Being a huge fan of the book, I was surprised in how well they kept faithful to the source material even though the setting of London was changed to Chicago which is not a big deal at all. John Cusack even collaborated on the screenplay which is very well written, sharp, clever, humorous, and flows consistently. The use of voice-over-narration is well done and having Cusack look straight into the camera and talk to the audience (adopted from Woody Allen's character Alvy Singer Annie Hall) is also helpful in engaging the viewer with him on a more personal level. The use of flash-backs as Robs narrates his earlier relationships with other women is insightful and quite funny at times as well.

His two best friends Dick (Todd Louiso) and Barry (Jack Black) work for him in the store and they are also music snobs. Lousio plays the perfect loser while Jack Black is hysterical and steals every scene he finds himself in. Black is playing his same eccentric self but this time around he doesnt come off as annoying. Instead, because of the great script, he is able to spit out lines that are so funny and his wacky behaviour is a complete riot. Black also gets the oppportunity to display his singing voice by and the man definately has some talent in the vocal department.His rendtion of Marvin Gaye's famous love song "Let's Get it On" is one of the many highlights of this movie.

There is one scene in particular that really stands out in its comedic hilarity (it always manages to put me in stitches) but also captures an all too real situation that everyone can relate to in one way or another. Laura's new boyfriend Ian (Tim Robbins with a ponytail) visits Rob at his record shop and tells him to stop stalking them. He responds with a simple ok and Ian leaves. It then cuts to three different scenarios of the same awkward situation that are imagined by Rob in what he should have said or done to Ian at that particular moment. Not only is it very funny but also quite identifiable. How many times have we all been in some sort of situation where we acted a certain way and reflecting on it later, realizing that the outcome could have been completely different if only we conducted ourselves in another way? Personally, I have been in this situation so many times before and witnessing Rob going through the same feelings of regret is comforting.
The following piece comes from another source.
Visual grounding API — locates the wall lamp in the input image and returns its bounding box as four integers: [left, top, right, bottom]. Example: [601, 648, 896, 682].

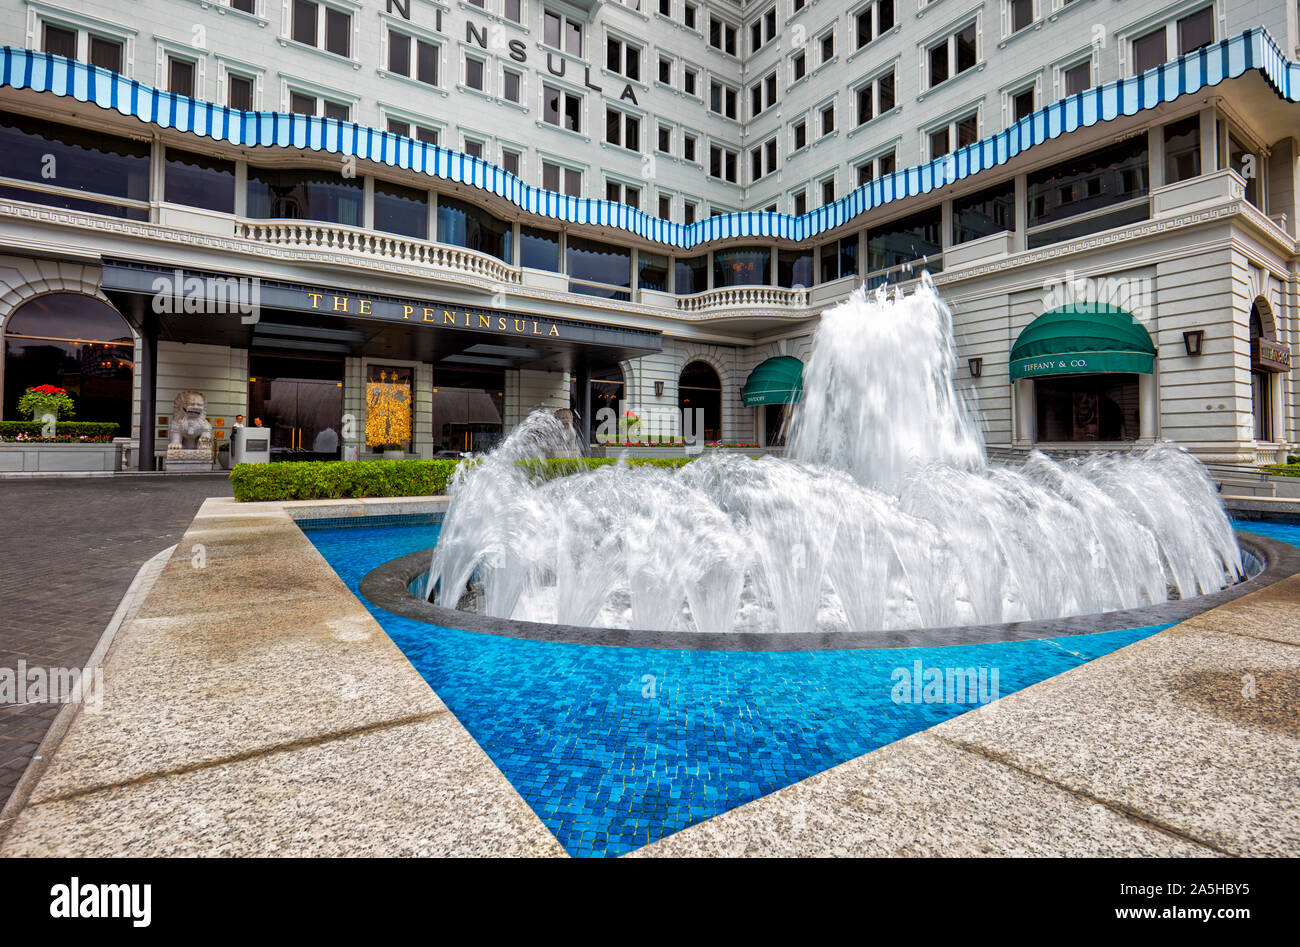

Affable and full of wit, High Fidelity manages to balance comedy with drama so elegantly. Rob's story is so absorbing that carries a sense of pathos as the audience is pulled directly into his life. He is a confused, jaded and frustrated man who just wants to make up with his girlfriend but in the process, embarks on a journey of self-discovery. The break-up with Laura sends him searching for meaning in his life that just seemed to resonate with me. The problems he has to face and his experiences in dealing with life carry a strong sense of honesty and are completely understandable. The replay value is through the roof and seems to improve with increased viewings. If you love music and romantic comedies, High Fidelity should not be missed.